A favorite Mister Rogers’ quote ran through my mind: “Anything that's human is mentionable, and anything that is mentionable can be more manageable. When we can talk about our feelings, they become less overwhelming, less upsetting and less scary.”
So before lights out, we talked. I asked what they had heard about the coronavirus. We got it all out — their questions, their “I heards” and their fears. The rest of the conversation had three themes.
First, I shared age-appropriate facts and corrected misinformation. Because my kids are young, I kept it simple. “You know what it’s like to have a cold or the flu — how sometimes you get a cough or have a fever? This is kind of like that. Most people who catch this sickness stay home, rest and get all better. And we have wonderful doctors and nurses who can help people when they need it.”
Second, I reassured them that they are safe, which is the most important message my kids can hear from me. I know that they take their emotional cues from my tone. “You don’t need to worry. Right now, lots of amazing grown ups are working hard to keep people healthy. Luckily, we already know a lot about how to keep healthy!”
Third, I emphasized simple things our family can do to be “germ busters” — for all types of germs that are out there! As Harvard’s Dr. Richard Weissbourd once shared with me, kids and adults alike are “more distressed when we feel helpless and passive, and more comfortable when we are taking action.” The hygiene routines that slow the spread of the COVID-19 are the same habits that help keep us healthy all year round.
A few days after this conversation, my kids' schools closed indefinitely — and so did sports practices, playdates and a host of routine outings. Like most of the nation, my family is staying home for a while, and this brought up new questions and worries for my kids. The three themes above still apply to all our follow-up conversations, but I have added a new dimension to what our family can do to be “germ busters:” We can practice social distancing.

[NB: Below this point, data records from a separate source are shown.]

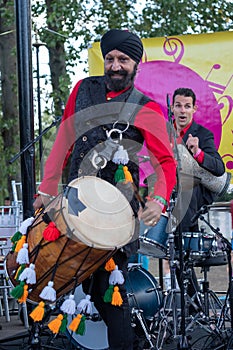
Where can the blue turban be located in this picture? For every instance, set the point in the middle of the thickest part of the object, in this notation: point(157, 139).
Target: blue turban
point(124, 41)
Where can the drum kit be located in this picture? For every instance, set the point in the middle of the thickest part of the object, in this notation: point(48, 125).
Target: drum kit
point(88, 204)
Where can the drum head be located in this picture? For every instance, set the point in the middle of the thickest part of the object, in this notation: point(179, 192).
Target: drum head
point(97, 213)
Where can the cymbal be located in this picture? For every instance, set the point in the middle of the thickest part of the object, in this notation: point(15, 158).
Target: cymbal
point(220, 206)
point(188, 181)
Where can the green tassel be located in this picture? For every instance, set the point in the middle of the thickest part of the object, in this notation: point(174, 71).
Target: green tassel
point(63, 324)
point(108, 294)
point(16, 237)
point(119, 174)
point(13, 247)
point(19, 271)
point(18, 291)
point(82, 326)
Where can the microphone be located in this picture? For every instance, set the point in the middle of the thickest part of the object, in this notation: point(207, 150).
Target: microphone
point(202, 210)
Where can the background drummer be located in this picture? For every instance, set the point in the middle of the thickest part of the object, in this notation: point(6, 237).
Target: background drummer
point(122, 52)
point(200, 143)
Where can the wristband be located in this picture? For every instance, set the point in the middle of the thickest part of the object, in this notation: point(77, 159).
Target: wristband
point(46, 194)
point(159, 200)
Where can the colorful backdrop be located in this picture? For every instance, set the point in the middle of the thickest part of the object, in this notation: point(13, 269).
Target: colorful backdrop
point(201, 62)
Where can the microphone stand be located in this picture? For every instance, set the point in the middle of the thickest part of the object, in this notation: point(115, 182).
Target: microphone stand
point(31, 143)
point(228, 250)
point(183, 343)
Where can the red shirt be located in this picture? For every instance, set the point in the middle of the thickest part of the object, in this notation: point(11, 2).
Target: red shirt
point(149, 120)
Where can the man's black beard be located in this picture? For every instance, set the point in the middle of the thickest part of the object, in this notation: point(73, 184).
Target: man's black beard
point(120, 84)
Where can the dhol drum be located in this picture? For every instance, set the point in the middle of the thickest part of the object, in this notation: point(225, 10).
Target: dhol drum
point(94, 219)
point(154, 239)
point(143, 293)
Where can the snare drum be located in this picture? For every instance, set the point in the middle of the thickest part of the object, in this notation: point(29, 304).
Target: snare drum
point(94, 219)
point(153, 240)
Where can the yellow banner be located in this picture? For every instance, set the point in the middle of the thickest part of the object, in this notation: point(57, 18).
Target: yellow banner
point(202, 62)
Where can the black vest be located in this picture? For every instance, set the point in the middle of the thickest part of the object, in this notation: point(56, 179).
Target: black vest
point(94, 116)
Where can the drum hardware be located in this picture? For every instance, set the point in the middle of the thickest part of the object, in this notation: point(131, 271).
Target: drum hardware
point(216, 184)
point(138, 314)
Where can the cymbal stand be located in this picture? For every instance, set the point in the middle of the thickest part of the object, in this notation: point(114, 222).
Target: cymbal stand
point(228, 249)
point(170, 300)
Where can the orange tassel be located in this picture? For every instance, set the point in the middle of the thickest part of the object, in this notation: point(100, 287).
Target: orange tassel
point(55, 324)
point(110, 265)
point(75, 323)
point(128, 176)
point(20, 243)
point(38, 313)
point(51, 233)
point(116, 297)
point(23, 299)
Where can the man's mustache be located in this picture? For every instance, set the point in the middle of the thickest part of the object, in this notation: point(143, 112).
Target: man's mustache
point(119, 72)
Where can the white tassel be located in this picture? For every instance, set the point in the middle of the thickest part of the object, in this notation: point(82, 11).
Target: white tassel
point(121, 156)
point(28, 275)
point(22, 256)
point(85, 305)
point(48, 293)
point(69, 305)
point(25, 224)
point(116, 277)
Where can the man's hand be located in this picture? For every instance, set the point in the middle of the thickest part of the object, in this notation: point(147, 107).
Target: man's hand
point(192, 144)
point(150, 214)
point(41, 201)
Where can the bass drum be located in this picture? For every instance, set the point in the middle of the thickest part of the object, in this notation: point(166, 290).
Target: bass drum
point(143, 292)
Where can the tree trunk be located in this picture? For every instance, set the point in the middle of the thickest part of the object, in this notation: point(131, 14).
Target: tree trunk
point(9, 116)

I explained it like this: “Germs like to travel from person to person. Have you ever noticed how kids in your class sometimes get sick at the same time? If lots of people stay home for a while, it will be hard for the Coronavirus germs to travel to new people — and that’s good news for doctors and nurses who are helping people who get sick." A few hours later, I heard my 8-year-old re-explain it this way to her kindergarten brother: “This sickness isn’t a big deal for you or for me, but we need to be germ-busters so we can protect other people — like grandma and grandpa! This is how we help.”

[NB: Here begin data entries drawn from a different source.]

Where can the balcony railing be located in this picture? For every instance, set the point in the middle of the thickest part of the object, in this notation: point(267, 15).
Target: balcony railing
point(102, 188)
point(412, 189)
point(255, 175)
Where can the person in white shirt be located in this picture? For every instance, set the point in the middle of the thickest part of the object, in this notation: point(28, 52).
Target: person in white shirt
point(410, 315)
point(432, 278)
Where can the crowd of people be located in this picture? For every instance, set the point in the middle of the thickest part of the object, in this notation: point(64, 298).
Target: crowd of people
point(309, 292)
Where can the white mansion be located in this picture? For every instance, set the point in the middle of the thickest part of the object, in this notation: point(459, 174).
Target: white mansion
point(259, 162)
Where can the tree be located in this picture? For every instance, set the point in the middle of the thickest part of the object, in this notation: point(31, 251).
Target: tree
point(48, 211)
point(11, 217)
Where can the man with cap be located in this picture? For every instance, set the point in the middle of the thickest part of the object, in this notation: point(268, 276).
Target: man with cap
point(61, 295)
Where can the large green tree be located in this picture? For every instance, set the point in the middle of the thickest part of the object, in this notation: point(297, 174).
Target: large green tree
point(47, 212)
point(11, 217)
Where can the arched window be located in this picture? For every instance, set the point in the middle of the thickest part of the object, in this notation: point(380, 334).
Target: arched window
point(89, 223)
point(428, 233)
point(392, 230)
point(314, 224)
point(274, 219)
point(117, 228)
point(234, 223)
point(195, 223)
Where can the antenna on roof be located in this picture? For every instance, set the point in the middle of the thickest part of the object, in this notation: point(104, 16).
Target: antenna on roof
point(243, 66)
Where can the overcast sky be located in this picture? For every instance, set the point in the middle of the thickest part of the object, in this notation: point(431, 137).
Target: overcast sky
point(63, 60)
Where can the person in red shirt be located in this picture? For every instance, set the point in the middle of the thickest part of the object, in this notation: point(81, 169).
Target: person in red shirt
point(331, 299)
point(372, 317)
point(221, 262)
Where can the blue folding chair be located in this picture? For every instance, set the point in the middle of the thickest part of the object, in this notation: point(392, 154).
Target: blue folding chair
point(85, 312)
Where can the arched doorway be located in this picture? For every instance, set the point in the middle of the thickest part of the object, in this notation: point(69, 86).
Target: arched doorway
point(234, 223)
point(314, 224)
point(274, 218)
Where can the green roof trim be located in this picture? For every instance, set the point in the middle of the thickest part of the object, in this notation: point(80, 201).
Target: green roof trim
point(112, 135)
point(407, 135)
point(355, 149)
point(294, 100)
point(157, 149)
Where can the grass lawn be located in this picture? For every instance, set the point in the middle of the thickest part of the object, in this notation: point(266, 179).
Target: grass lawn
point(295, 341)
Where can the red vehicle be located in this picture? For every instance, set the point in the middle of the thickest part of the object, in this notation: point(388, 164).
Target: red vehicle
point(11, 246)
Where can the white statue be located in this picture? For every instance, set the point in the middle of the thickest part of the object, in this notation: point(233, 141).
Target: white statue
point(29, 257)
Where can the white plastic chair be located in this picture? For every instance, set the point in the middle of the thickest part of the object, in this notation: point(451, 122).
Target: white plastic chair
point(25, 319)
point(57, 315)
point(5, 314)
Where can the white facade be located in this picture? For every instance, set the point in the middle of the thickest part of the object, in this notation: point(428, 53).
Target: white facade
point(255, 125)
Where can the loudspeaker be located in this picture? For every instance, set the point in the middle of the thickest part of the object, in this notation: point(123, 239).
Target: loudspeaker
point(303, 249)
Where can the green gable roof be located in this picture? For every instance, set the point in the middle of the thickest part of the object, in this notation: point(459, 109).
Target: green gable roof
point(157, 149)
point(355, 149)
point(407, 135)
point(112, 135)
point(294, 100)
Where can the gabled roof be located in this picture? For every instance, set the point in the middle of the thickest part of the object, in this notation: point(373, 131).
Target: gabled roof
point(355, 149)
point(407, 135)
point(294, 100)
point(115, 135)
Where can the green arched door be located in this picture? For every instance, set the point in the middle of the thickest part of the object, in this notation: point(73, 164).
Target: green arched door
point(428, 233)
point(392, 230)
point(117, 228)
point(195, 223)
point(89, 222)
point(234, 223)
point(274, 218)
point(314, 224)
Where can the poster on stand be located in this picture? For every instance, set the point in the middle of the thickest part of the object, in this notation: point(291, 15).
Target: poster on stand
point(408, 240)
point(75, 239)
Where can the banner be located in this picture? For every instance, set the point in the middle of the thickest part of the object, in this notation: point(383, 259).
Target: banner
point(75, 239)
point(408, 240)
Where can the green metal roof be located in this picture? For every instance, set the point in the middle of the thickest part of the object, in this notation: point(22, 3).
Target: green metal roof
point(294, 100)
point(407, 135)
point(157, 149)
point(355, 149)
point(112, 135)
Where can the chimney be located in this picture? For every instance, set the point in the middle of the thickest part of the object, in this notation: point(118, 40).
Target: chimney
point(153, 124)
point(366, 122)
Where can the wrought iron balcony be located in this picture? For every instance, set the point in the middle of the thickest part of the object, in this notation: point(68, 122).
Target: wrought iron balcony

Of course, that doesn’t mean social distancing is going to be easy. We are planning creative ways to stay in touch with family and friends — such as “story time” with different relatives over video chat each day. I am hoping they eventually see this as a time when our community pulled together to help others, and had some fun along the way spending extra time with their family.

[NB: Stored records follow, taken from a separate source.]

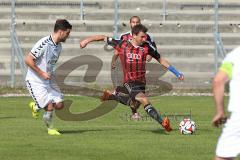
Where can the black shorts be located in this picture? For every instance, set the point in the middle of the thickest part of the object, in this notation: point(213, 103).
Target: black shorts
point(134, 87)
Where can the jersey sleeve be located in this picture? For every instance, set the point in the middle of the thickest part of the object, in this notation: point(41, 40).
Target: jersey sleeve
point(151, 41)
point(39, 49)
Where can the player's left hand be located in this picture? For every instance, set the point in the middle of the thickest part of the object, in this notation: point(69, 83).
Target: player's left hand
point(181, 77)
point(83, 44)
point(219, 119)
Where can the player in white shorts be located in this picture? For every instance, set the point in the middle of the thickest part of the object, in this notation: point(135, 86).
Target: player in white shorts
point(228, 146)
point(40, 79)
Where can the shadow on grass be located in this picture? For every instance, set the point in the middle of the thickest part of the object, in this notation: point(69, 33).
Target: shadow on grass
point(156, 131)
point(83, 130)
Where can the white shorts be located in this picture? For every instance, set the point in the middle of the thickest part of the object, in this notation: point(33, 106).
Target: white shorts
point(43, 94)
point(229, 141)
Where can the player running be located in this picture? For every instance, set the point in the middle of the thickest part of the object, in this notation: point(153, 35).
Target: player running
point(120, 91)
point(133, 54)
point(40, 78)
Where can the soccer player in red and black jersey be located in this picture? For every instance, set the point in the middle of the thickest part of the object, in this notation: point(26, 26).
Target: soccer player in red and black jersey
point(133, 54)
point(120, 91)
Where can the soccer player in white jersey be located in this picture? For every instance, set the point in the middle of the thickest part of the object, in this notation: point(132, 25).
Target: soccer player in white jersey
point(228, 146)
point(40, 79)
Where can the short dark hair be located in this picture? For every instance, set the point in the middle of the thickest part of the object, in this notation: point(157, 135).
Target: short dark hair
point(135, 17)
point(62, 24)
point(139, 28)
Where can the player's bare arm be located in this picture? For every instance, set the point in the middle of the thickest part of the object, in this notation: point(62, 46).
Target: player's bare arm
point(30, 61)
point(114, 59)
point(218, 90)
point(84, 42)
point(167, 65)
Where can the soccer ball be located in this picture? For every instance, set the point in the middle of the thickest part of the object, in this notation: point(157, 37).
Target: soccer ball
point(187, 126)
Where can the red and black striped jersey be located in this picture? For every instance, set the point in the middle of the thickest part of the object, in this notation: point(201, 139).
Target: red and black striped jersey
point(128, 36)
point(133, 58)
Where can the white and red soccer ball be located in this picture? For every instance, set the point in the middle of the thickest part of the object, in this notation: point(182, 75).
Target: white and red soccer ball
point(187, 126)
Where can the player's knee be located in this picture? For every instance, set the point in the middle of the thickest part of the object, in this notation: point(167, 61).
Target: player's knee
point(59, 105)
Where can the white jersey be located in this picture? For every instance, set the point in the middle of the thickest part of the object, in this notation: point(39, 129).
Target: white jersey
point(46, 54)
point(234, 58)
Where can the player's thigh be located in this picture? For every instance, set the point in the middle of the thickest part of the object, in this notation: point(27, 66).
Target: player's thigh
point(55, 94)
point(39, 93)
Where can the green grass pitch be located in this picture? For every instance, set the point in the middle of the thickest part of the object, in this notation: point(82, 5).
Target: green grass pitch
point(112, 136)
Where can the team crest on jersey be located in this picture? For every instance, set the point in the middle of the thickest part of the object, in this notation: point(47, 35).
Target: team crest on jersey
point(133, 56)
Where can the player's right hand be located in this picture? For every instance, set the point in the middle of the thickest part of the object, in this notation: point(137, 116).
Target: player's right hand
point(181, 77)
point(45, 75)
point(83, 44)
point(219, 119)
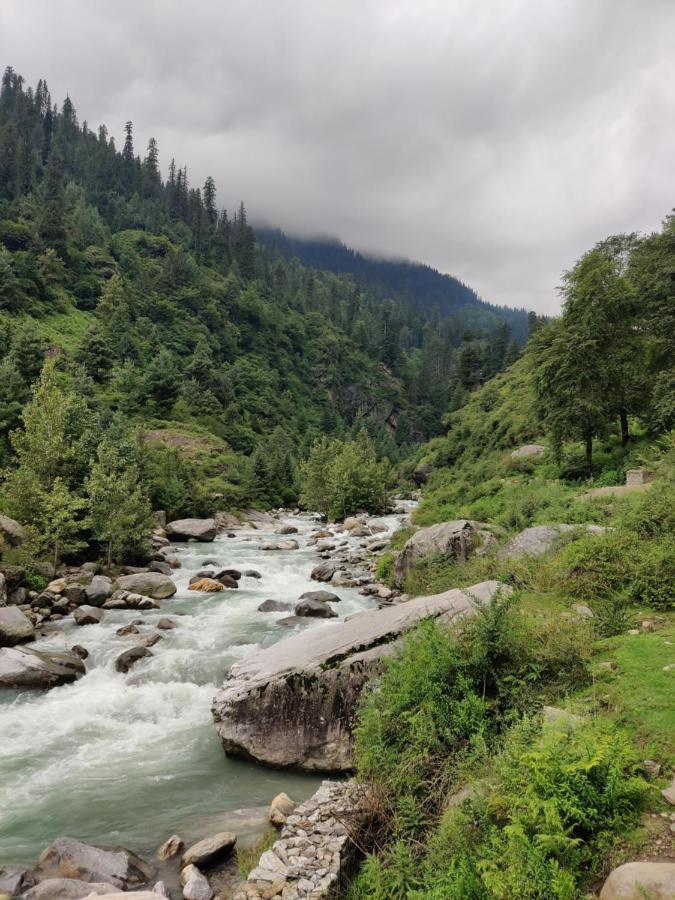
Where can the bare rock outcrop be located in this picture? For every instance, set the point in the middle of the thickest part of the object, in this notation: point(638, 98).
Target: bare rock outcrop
point(457, 539)
point(293, 704)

Here are four ways we can help young kids build germ-busting habits.
Wash Your Hands
Make it a family routine before every meal and snack to wash hands. If you do it together, you can model for them how to use soap, rub your hands together and rinse. For a timer, try slowly singing the ABCs together while you scrub. Good hand washers, like Daniel Tiger, are germ busters!
Catch that Cough
When kids cough or sneeze, they tend to do it right into their hands — and then they use those hands to touch everything in sight! Instead, we can cough and sneeze into our elbow. Make it a game with kids. Can they catch the cough in their elbow? In the beginning, cheer when they do: “You caught it! That’s what germ busters do!” If they accidentally “catch it in their hands,” they can simply wash their hands with soap and water and start the game again.
"Rest is Best"
Daniel Tiger reminds us that “When you’re sick, rest is best!” Tell them: When we are sick, we can stay home and rest our bodies; we can be germ busters by not spreading germs or going to school sick. And as parents, we can keep ourselves and our kids home if we have a fever or other symptoms.
Practice Healthy Habits
Remind kids that sleep, exercise and eating healthy foods are good, everyday ways to strengthen our bodies. We will all get sick sometimes! They have probably already had at least one cold this season. But we can be responsible germ busters when we practice handwashing, cough-catching, resting and basic healthy living.